Prunesquallor brought a brandy bottle to the table in the centre of the room, but first poured out a glass of elderberry wine which he gave to Fuchsia with a bow.
‘Drink, my Fuchsia dear,’ he said. ‘Drink to all those things that you love best. I know. I know,’ he added with his hands folded at his chin again. ‘Drink to everything that’s bright and glossy. Drink to the Coloured Things.’
Fuchsia nodded her head unsmilingly at the toast and took a gulp. She looked up at the Doctor very seriously. ‘It’s nice,’ she said. ‘I like elderberry wine. Do you like your drink, Nannie?’
Mrs Slagg very nearly spilt her port over the arm of the chair when she heard herself addressed. She nodded her head violently.
‘And now for the brandy,’ said the Doctor. ‘The brandy for Master … Master …’
‘Steerpike,’ said the youth. ‘My name is Steerpike, sir.’

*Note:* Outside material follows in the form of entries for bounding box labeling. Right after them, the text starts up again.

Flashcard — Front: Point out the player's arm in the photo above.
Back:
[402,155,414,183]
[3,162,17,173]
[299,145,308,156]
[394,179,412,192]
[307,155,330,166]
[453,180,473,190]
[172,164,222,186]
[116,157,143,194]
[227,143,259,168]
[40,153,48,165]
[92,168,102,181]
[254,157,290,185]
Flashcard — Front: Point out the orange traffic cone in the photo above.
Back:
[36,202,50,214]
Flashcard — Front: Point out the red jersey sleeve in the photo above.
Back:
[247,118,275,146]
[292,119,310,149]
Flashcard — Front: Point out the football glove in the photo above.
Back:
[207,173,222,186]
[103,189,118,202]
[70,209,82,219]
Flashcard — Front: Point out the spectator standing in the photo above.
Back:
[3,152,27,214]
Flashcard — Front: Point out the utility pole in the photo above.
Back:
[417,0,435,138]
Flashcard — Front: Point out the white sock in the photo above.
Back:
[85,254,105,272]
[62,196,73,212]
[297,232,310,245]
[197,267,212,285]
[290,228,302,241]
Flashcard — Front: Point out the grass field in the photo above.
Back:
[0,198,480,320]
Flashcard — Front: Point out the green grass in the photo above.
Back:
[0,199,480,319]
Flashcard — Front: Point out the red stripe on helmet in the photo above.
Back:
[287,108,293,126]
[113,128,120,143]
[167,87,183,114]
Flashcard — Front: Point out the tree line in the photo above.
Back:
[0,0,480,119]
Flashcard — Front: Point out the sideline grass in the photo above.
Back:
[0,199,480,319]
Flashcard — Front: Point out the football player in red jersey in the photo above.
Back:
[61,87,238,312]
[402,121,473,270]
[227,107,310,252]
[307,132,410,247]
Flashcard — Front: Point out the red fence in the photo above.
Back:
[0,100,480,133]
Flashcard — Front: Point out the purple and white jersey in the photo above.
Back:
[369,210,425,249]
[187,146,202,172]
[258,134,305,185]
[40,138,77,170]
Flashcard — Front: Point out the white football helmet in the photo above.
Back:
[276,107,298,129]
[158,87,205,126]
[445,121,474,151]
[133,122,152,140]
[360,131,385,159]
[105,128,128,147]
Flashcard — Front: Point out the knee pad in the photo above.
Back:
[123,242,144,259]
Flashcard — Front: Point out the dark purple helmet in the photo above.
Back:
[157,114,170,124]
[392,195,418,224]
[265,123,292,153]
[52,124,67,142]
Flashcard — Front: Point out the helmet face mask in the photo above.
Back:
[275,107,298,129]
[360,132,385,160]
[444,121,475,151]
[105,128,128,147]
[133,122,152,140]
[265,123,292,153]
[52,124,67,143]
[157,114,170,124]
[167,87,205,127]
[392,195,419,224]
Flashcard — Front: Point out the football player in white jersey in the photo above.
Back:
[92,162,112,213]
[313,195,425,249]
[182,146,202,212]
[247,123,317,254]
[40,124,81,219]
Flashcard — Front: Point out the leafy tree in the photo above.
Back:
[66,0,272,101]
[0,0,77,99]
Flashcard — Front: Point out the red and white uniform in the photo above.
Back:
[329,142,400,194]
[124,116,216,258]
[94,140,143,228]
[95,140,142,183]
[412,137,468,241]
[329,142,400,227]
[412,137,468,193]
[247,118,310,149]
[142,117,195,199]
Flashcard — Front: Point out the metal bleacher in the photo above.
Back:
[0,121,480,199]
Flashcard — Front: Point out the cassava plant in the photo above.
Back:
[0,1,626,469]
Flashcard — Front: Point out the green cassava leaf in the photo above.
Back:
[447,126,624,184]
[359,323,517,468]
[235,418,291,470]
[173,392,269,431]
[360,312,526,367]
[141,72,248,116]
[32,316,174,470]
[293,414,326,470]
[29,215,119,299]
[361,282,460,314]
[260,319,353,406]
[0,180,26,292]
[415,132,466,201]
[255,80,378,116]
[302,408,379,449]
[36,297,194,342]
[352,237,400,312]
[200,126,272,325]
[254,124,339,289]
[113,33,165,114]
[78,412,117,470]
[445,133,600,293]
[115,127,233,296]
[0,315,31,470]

‘Steerpike of the Many Problems,’ said the Doctor. ‘What did you say they were? My memory is so very untrustworthy. It’s as fickle as a fox. Ask me to name the third lateral blood vessel from the extremity of my index finger that runs east to west when I lie on my face at sundown, or the percentage of chalk to be found in the knuckles of an average spinster in her fifty-seventh year, ha, ha, ha! – or even ask me, my dear boy, to give details of the pulse rate of frogs two minutes before they die of scabies – these things are no tax upon my memory, ha, ha, ha! but ask me to remember exactly what you said your problems were, a minute ago, and you will find that my memory has forsaken me utterly. Now why is that, my dear Master Steerpike, why is that?’